If you live in a hurricane zone, you can breathe a sigh of relief. The weather patterns sparked by El Niño typically subdue hurricane forces in the Atlantic, leading to a below average hurricane season. The polar vortex probably won’t be back this winter. And California may have some wet months ahead to quench its drought (but with storms come mudslides in California). However, unless this El Niño is intense, which is looking increasingly unlikely, it probably will not bring enough rain to completely alleviate the drought conditions.
On the other hand, if you’re in the Pacific hurricane zone (Mexico and Central America – which means me, in Nicaragua) get your go-bag ready. El Niño can make for more and stronger Pacific storms. The Midwest also better dust the cobwebs out its storm cellars.

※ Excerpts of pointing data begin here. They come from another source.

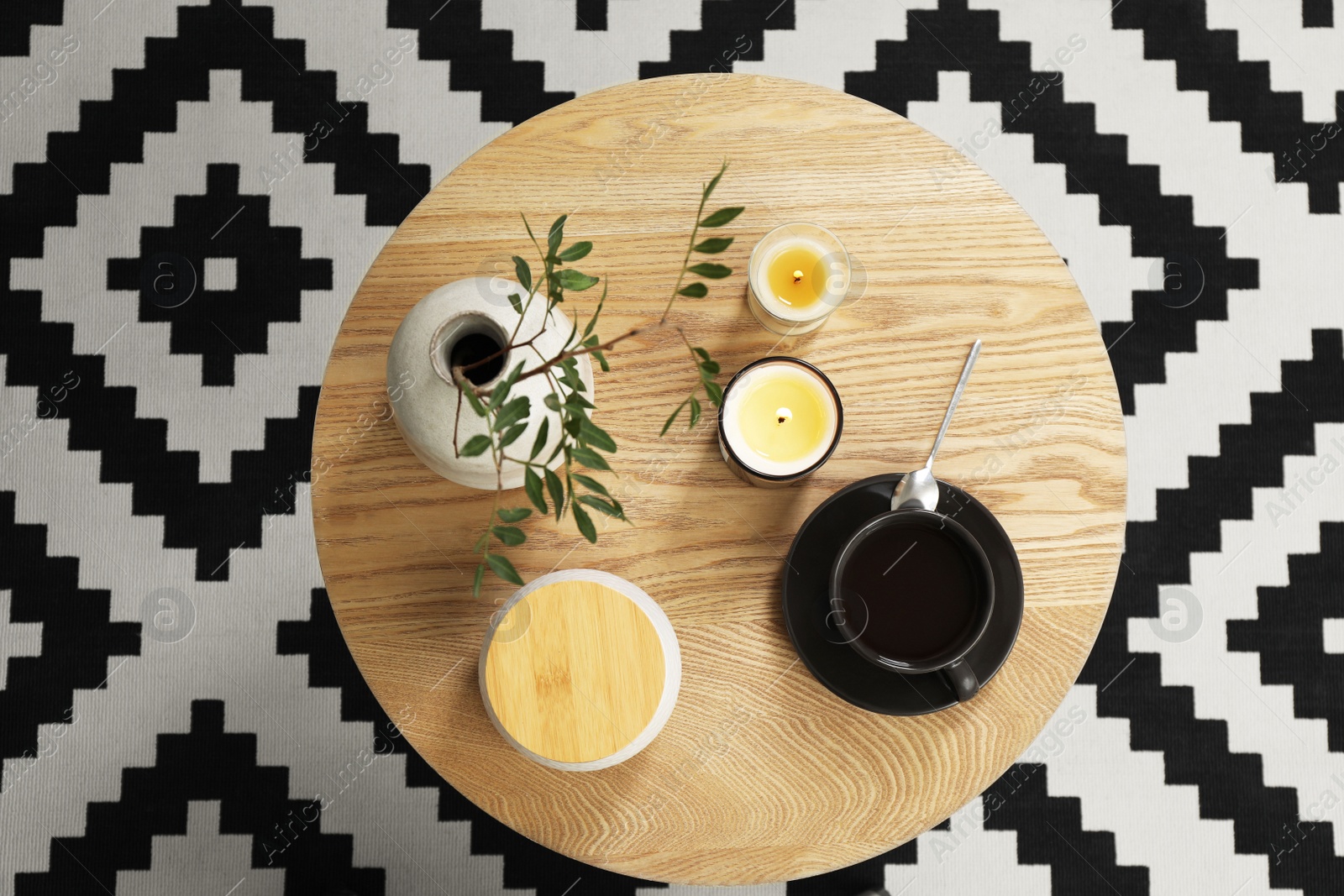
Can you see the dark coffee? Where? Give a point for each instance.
(472, 348)
(920, 589)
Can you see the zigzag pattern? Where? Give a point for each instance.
(483, 60)
(1240, 92)
(207, 763)
(1162, 226)
(1289, 636)
(78, 640)
(1163, 718)
(80, 644)
(1018, 801)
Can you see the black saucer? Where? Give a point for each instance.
(806, 600)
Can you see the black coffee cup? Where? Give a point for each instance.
(913, 591)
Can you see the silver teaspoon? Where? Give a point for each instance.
(920, 488)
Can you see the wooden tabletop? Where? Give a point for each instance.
(761, 774)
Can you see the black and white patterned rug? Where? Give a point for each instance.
(174, 689)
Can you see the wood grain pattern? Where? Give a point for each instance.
(761, 774)
(580, 678)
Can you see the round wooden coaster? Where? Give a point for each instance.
(580, 669)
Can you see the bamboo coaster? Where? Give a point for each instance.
(580, 669)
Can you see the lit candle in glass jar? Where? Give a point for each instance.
(780, 421)
(799, 275)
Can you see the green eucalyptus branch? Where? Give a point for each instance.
(582, 443)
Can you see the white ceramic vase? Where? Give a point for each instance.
(425, 398)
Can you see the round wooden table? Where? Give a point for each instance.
(761, 774)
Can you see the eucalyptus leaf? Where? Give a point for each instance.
(553, 239)
(671, 418)
(604, 506)
(575, 251)
(589, 458)
(533, 484)
(510, 535)
(557, 490)
(714, 244)
(577, 281)
(543, 432)
(501, 391)
(711, 270)
(512, 412)
(596, 436)
(722, 217)
(503, 569)
(476, 445)
(585, 523)
(523, 271)
(593, 485)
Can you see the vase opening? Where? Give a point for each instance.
(465, 340)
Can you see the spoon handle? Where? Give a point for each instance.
(952, 406)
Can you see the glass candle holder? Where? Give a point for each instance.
(799, 275)
(780, 421)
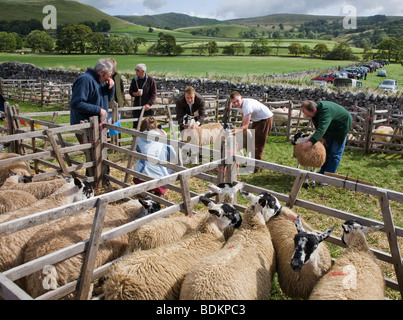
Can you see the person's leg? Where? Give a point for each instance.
(334, 152)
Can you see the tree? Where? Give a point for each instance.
(40, 41)
(166, 45)
(295, 49)
(320, 50)
(260, 47)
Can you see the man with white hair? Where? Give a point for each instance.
(144, 90)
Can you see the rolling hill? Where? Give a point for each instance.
(68, 12)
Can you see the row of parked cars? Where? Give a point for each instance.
(351, 76)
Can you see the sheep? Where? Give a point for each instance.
(243, 140)
(243, 269)
(313, 158)
(11, 200)
(20, 167)
(158, 273)
(170, 229)
(356, 275)
(73, 229)
(13, 245)
(39, 189)
(383, 134)
(302, 257)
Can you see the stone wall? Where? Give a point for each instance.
(17, 70)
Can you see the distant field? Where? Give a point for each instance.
(183, 66)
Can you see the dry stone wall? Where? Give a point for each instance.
(17, 70)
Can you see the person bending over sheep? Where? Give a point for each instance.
(332, 122)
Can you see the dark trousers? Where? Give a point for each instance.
(262, 129)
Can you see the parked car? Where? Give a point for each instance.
(389, 85)
(382, 73)
(347, 82)
(324, 77)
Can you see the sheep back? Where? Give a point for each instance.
(158, 273)
(356, 275)
(314, 157)
(297, 285)
(242, 270)
(11, 200)
(163, 231)
(69, 231)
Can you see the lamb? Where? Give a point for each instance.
(302, 257)
(11, 200)
(170, 229)
(158, 273)
(13, 245)
(243, 140)
(21, 167)
(39, 189)
(356, 275)
(73, 229)
(243, 269)
(313, 158)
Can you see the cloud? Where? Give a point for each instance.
(256, 8)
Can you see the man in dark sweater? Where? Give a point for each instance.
(190, 103)
(144, 90)
(332, 122)
(92, 91)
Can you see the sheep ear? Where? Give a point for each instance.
(298, 224)
(325, 234)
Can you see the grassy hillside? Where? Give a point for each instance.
(171, 20)
(68, 12)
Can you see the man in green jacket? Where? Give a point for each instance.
(332, 122)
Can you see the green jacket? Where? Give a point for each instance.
(331, 120)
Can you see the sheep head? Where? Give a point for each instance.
(227, 215)
(306, 245)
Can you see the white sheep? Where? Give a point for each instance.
(355, 275)
(243, 269)
(39, 189)
(314, 158)
(21, 167)
(13, 245)
(302, 256)
(170, 229)
(75, 228)
(158, 273)
(11, 200)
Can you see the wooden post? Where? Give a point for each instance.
(389, 229)
(92, 250)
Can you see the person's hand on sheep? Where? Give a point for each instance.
(305, 146)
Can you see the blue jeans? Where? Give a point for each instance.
(334, 152)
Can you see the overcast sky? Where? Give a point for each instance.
(230, 9)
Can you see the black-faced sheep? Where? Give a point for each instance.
(313, 158)
(21, 167)
(76, 228)
(170, 229)
(302, 257)
(13, 245)
(158, 273)
(39, 189)
(355, 275)
(243, 269)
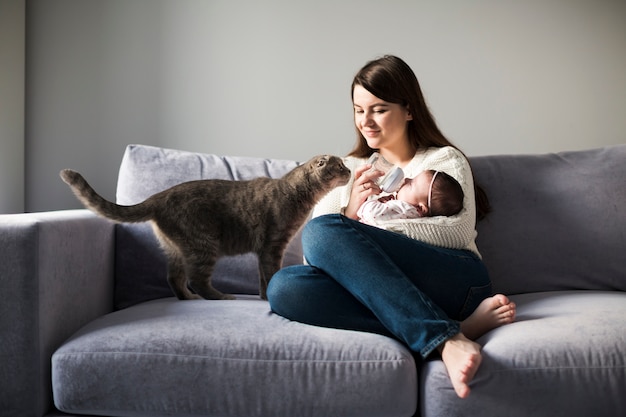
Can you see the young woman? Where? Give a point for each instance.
(426, 286)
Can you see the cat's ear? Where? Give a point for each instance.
(321, 161)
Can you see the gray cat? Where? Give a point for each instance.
(196, 222)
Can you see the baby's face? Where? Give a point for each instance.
(415, 191)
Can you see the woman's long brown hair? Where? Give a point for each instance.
(391, 79)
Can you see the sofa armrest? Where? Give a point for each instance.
(56, 274)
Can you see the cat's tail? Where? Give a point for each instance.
(98, 204)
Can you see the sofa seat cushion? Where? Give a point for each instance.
(564, 356)
(228, 358)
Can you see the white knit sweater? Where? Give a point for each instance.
(455, 232)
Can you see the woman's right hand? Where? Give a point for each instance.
(363, 187)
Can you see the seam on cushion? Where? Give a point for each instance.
(59, 355)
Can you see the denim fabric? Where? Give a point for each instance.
(364, 278)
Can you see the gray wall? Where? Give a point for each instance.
(12, 31)
(271, 78)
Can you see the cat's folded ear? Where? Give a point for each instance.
(322, 160)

There is a correlation between tornadic activity and El Niño.
So what does this all mean for economic activity in the latter part of this year and 2015?
Crop yields and livestock production will probably drop in 2015 as a result of the changes in weather patterns, which will drive up prices and put a minor dent in GDP. Adverse effects on crops in Southeast Asia could also drive up prices on foodstuffs like palm oil, which is already feeling the pinch from Ebola. However, more significantly, the warmer weather through the winter could be a boon for consumer spending (no one goes out and does stuff or buys stuff when it’s snowing, as we saw this last winter, but during mild winters GDP usually gets a healthy boost). Ironically, Japan is monitoring for the opposite effect. The coming seasons could be unseasonably mild and wet, dampening consumer spending.
Agricultural production is a relatively small portion of the US economic output, so the effects of El Niño could be quite muted in America (of course the wildcard is freak storms, severe droughts, or other unanticipated effects that have dynamic effects of the economy). However, in many countries around the world – in fact, in most countries around the world, agriculture is a much larger component of economic output. Nicaraguan farmers are already struggling with a slow rainy season, and hot weather in the mountains could be contributing to the spread of “coffee rust,” a disease that affects coffee plants and is spreading through Nicaragua and other parts of Central America. Since agriculture is such a large part of the Nicaraguan economy, the impacts of El Niño could be far more serious down here. Plus, American farmers have crop insurance at their disposal to insulate themselves from the effects of a poor harvest. Most Nicaraguan farmers have no such recourses and their personal well-being and that of their families’ could be seriously harmed by adverse El Niño effects.